Children's Hour was for more than 40 years one of the BBC's great institutions - to the pre-television generation an irresistible mixture of plays, music, adventure, quizzes, nature study and much more. First broadcast in 1922, only a few weeks after the BBC was born, its most celebrated host was Derek McCulloch, who as the benevolent and adored Uncle Mac passed into broadcasting legend with his daily wartime farewell, 'Goodnight children, everywhere'.
High points in the life of Children's Hour were the dramatisation of Dorothy L Sayers' The Man Born To Be King, and the appearance on the programme in 1940 of the 14-year-old Princess Elizabeth. It also helped launch many other talents, among them Judith Chalmers, Michael Aspel, Brian Redhead and Julie Andrews.
Equally successful was Listen with Mother, with its own immortal catchphrase: 'Are you sitting comfortably? Then I'll begin.' A million under-fives and their mothers - father was at the office - tuned into it in the 1950s, when it occupied the 15 minutes leading up to Woman's Hour at 2pm. At which point, of course, the children obligingly went to sleep.
Children's radio is something people do get misty-eyed about, assuming that the instant gratification provided by television and video must be less desirable than the hard-won pleasures of pure listening.

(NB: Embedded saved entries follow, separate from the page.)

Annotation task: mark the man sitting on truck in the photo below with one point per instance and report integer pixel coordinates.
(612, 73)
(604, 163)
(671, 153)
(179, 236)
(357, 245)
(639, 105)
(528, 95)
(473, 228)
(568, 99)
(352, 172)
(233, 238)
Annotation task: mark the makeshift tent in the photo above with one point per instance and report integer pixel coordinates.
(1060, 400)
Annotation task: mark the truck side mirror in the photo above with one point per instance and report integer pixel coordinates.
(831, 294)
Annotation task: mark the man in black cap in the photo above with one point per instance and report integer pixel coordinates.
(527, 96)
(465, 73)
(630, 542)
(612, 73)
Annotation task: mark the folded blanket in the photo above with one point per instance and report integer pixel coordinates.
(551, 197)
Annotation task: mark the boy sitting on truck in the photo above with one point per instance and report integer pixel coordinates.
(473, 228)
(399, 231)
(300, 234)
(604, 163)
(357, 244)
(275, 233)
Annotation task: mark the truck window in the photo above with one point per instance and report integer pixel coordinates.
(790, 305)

There is indeed an irony to the disquiet that followed last week's changes, and it is not lost on the veteran broadcaster Frank Gillard. As the Director of Sound Broadcasting in 1964, Gillard, now 85, oversaw the scrapping of Children's Hour, its audience having plummeted to 25,000. In an attempt to halt the decline, the title Children's Hour had been dropped in 1961. Junior Time was tried, and then For the Young. But it soon became clear that it wasn't really for anybody at all.

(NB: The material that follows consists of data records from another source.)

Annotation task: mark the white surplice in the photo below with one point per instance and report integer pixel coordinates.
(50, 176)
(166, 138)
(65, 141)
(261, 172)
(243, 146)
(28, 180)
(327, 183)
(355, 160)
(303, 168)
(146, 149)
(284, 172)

'Children's Hour had been long established from the time when radio had a monopoly,' Gillard says. 'But by 1964 almost every home had a television, and where children had a choice between picture or sound they plumped for picture every time. It's exactly the same today.'
Gillard's solution was to retain on the Home Service (today's Radio 4) half an hour of drama aimed at children, and on the Light Programme (today's Radio 2) to introduce half an hour of records, which in the age of the Beatles and Cliff Richard was increasingly what children wanted to hear. But there was an outcry, and Gillard had to defend his proposals in the House of Commons.

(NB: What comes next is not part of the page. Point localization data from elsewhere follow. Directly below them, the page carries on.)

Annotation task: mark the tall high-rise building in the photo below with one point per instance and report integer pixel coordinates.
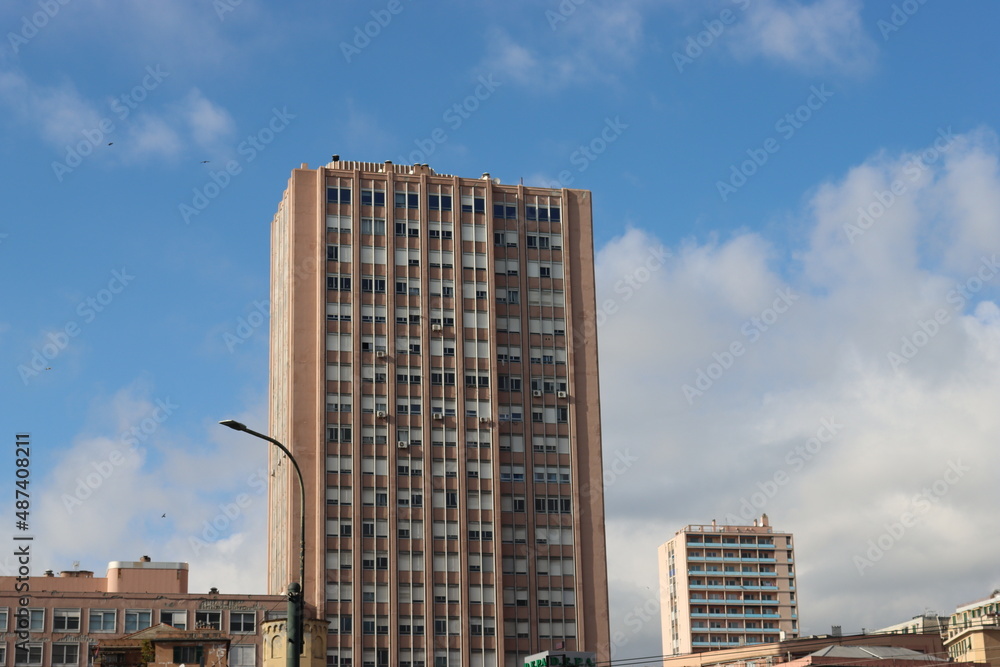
(434, 371)
(726, 586)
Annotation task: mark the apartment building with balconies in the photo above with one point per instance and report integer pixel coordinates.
(725, 586)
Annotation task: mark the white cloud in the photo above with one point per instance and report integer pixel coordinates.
(210, 124)
(825, 34)
(590, 45)
(59, 112)
(908, 434)
(140, 127)
(129, 467)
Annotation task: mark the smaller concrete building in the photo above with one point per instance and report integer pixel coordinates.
(974, 631)
(70, 616)
(787, 651)
(927, 622)
(724, 586)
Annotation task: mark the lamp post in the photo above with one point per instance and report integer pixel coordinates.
(296, 602)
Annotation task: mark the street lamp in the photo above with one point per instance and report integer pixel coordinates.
(296, 602)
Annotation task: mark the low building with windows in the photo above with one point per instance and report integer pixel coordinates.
(926, 622)
(724, 586)
(73, 612)
(974, 631)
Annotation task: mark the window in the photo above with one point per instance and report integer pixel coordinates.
(242, 656)
(373, 197)
(65, 654)
(66, 620)
(338, 282)
(136, 620)
(335, 196)
(177, 619)
(242, 622)
(208, 619)
(505, 210)
(27, 654)
(374, 226)
(372, 284)
(188, 654)
(439, 202)
(473, 204)
(102, 620)
(407, 200)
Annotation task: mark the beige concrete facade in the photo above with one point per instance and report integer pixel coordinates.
(928, 622)
(726, 586)
(434, 371)
(974, 631)
(70, 613)
(775, 653)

'The fact is that Children's Hour had become very middle- class, and the audience was by no means all children,' he says. 'It was enjoyed as much by elderly ladies. I think it was proabably a reminder of their youth. It was, you might say, lavender-flavoured.'
Should we then set such store by the virtues of radio listening, atleast as far as the young are concerned? 'If you're dealing with abstract thoughts then I think pictures can distract you,' Gillard says. 'But I'm not sure it matters exactly how people discover radio. Music is what is going to attract people. That doesn't dismay me. So long as they are drawn to it in the first place, they'll be in a position to discover more when they are older.' So perhaps we shouldn't be sitting too uncomfortably.